The higher salaries of some 400 public servants will cost the county an extra $750,000 a year.
The pay raises will take effect immediately, however. So an additional $140,000 is needed to cover the pay raises through June 30, when the current fiscal year ends.
Raises will apply across the spectrum, from the sheriff’s deputies, transit drivers and landfill workers on the bottom rung of the pay ladder, to managers making six figures.
Raises were not applied uniformly across the board, however. Some employees were deemed underpaid for their position compared to similarly sized counties, according to the results of a pay study.
Those employees got bumps to bring them in line with the going rate for their job title, as deemed by the pay study conducted by an outside consulting firm. Any county worker who didn’t get a bump under the pay study got a 2 percent cost of living raise.
“They want to get at least a fair wage,” said County Manager Jack Horton, who recommended that commissioners adopt the new pay plan. “Our salaries are too low.”
A few county employees will see annual raises as high 20 to 40 percent as a result of the pay plan, while more than half of employees will receive about a 10 percent boost in pay, according to Commissioner Paul Higdon.
Higdon thought raises of that magnitude for public employees were exorbitant during a recession and voted against the plan.
“It’s not practical,” Higdon said.
Horton has assured commissioners that implementing the plan would not raise taxes. He said county revenues have been on the incline and a recent refinancing of loans has freed up extra county funds thanks to lower interest rates.
Horton also argued with Higdon that a $10 per hour worker receiving a 10 percent increase was only $1 more per hour.
“People don’t spend percentages; they spend dollars,” Horton said.
Yet, Commissioner Ron Haven, who also voted against the measure, questioned why some of the money, saved through refinancing loans and extra revenue gains, had to be spent right away and couldn’t be returned to taxpayers. Currently, Macon County has one of the lowest property tax rates in the state.

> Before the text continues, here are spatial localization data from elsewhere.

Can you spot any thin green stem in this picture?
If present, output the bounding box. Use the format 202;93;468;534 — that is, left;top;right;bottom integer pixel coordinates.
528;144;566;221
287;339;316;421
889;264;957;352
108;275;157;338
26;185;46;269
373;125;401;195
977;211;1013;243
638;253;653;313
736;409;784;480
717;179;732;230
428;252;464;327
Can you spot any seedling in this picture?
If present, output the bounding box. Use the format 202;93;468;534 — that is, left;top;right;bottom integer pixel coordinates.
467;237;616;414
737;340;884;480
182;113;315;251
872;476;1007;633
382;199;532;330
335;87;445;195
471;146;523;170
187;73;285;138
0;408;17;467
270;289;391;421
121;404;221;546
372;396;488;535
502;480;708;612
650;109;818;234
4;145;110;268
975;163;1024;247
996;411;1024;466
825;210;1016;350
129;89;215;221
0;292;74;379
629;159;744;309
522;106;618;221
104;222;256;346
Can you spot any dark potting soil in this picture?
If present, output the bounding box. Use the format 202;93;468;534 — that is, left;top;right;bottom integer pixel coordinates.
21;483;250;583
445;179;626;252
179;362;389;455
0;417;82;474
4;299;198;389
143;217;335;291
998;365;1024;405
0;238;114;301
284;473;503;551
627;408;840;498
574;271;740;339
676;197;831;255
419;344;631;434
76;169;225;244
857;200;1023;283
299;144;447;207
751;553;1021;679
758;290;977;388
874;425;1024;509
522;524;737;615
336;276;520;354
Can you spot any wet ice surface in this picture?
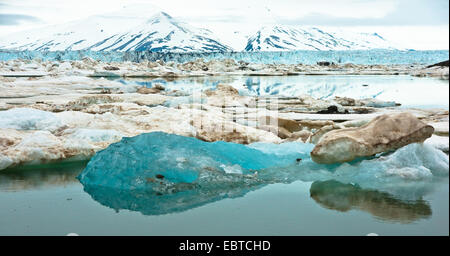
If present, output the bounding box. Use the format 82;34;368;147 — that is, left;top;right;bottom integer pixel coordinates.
79;132;448;202
116;75;449;109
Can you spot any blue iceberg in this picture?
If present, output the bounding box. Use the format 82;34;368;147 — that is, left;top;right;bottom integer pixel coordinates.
78;132;314;191
78;132;448;216
79;132;448;195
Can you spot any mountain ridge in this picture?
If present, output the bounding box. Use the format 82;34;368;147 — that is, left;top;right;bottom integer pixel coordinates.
0;10;402;52
245;25;400;51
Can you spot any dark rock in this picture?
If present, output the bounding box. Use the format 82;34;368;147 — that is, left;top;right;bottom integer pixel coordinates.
317;61;335;66
104;66;120;71
426;60;449;68
238;60;249;66
316;105;348;114
353;108;372;114
153;84;165;91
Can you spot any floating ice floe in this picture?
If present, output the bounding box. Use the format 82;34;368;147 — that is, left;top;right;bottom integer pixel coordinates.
311;113;435;164
0;155;13;170
425;135;449;153
78;132;448;200
78;132;312;190
66;128;124;143
0;108;65;132
78;132;448;216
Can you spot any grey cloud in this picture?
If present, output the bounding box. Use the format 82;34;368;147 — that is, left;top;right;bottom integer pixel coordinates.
0;13;40;25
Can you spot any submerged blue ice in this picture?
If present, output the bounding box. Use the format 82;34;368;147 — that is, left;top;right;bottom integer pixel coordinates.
78;132;448;216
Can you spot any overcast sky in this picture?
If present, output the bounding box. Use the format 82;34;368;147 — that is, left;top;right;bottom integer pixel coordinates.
0;0;448;49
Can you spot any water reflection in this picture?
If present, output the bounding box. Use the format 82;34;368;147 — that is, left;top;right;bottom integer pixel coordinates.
310;180;432;223
0;161;87;191
82;178;434;222
0;160;436;222
115;75;449;109
82;184;263;216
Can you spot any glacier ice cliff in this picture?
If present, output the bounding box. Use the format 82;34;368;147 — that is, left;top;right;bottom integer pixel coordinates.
1;50;448;65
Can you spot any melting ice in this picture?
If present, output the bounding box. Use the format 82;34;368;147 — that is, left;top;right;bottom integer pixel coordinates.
79;132;448;204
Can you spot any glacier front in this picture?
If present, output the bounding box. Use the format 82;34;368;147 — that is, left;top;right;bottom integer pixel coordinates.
1;49;448;65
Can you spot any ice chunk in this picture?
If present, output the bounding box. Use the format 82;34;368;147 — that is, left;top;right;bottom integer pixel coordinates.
0;155;13;170
300;143;448;200
248;141;314;157
16;130;61;148
78;132;448;215
67;128;123;143
361;98;398;108
163;95;206;108
79;132;448;196
425;135;449;153
78;132;308;190
0;108;64;132
10;131;66;165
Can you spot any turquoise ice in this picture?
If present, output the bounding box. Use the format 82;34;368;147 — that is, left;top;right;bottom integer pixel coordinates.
78;132;448;216
78;132;314;191
79;132;448;199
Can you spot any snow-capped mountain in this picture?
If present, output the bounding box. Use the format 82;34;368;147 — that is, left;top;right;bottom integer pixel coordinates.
0;8;232;52
0;4;158;51
245;26;400;51
0;4;401;53
88;12;232;52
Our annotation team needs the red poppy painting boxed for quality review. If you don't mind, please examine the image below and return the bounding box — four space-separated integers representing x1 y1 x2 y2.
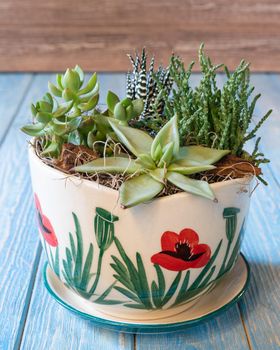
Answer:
151 228 211 271
34 193 58 247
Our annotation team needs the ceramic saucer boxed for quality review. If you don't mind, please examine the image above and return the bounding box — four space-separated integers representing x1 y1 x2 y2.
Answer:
43 253 250 334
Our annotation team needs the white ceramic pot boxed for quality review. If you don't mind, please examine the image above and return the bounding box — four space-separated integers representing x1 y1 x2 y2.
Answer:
29 146 253 320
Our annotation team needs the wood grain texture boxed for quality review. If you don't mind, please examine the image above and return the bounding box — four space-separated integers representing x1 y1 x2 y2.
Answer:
0 74 33 142
136 308 250 350
20 257 134 350
235 74 280 349
1 0 280 72
0 75 51 350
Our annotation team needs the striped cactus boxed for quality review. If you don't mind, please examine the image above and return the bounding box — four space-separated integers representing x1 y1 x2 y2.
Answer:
126 49 173 120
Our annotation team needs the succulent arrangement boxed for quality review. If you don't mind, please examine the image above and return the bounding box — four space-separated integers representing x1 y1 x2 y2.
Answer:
22 45 272 207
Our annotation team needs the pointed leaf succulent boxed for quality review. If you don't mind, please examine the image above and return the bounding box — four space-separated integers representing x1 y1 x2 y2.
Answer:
74 115 229 207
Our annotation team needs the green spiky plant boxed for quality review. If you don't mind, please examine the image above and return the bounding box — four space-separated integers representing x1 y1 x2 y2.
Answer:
74 115 229 208
151 44 272 183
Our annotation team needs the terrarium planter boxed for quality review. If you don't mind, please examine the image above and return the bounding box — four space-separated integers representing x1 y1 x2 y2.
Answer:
29 146 253 321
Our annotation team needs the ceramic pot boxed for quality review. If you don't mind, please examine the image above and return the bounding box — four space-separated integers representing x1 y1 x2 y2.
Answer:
29 146 253 321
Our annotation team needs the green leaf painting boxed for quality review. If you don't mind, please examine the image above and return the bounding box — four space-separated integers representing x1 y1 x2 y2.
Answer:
43 205 243 309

“I’d like to see (the residents) get some of the money back,” Haven said.
Holes were also poked in the methodology surrounding the study, which compared Macon County employees’ wages to other counties and municipalities. Many of the localities used to make the comparison were either far away geographically or had a different economic reality than Macon County, argued Higdon.
However, the complaints from the two more conservative members of the board were not enough to overcome support for the payment plan and the roomful of public workers who attended the vote.
Commission Chairman Kevin Corbin said he thought of himself as a fiscal conservative as well but had no problem with approving what he saw as just compensation for the county’s workers. Although incremental raises have been given during the years, a comprehensive pay plan, assessing minimum pay grades, had not been enacted in the county for more than a decade.
“I have no problem with it — bringing it up to the minimum,” Corbin said.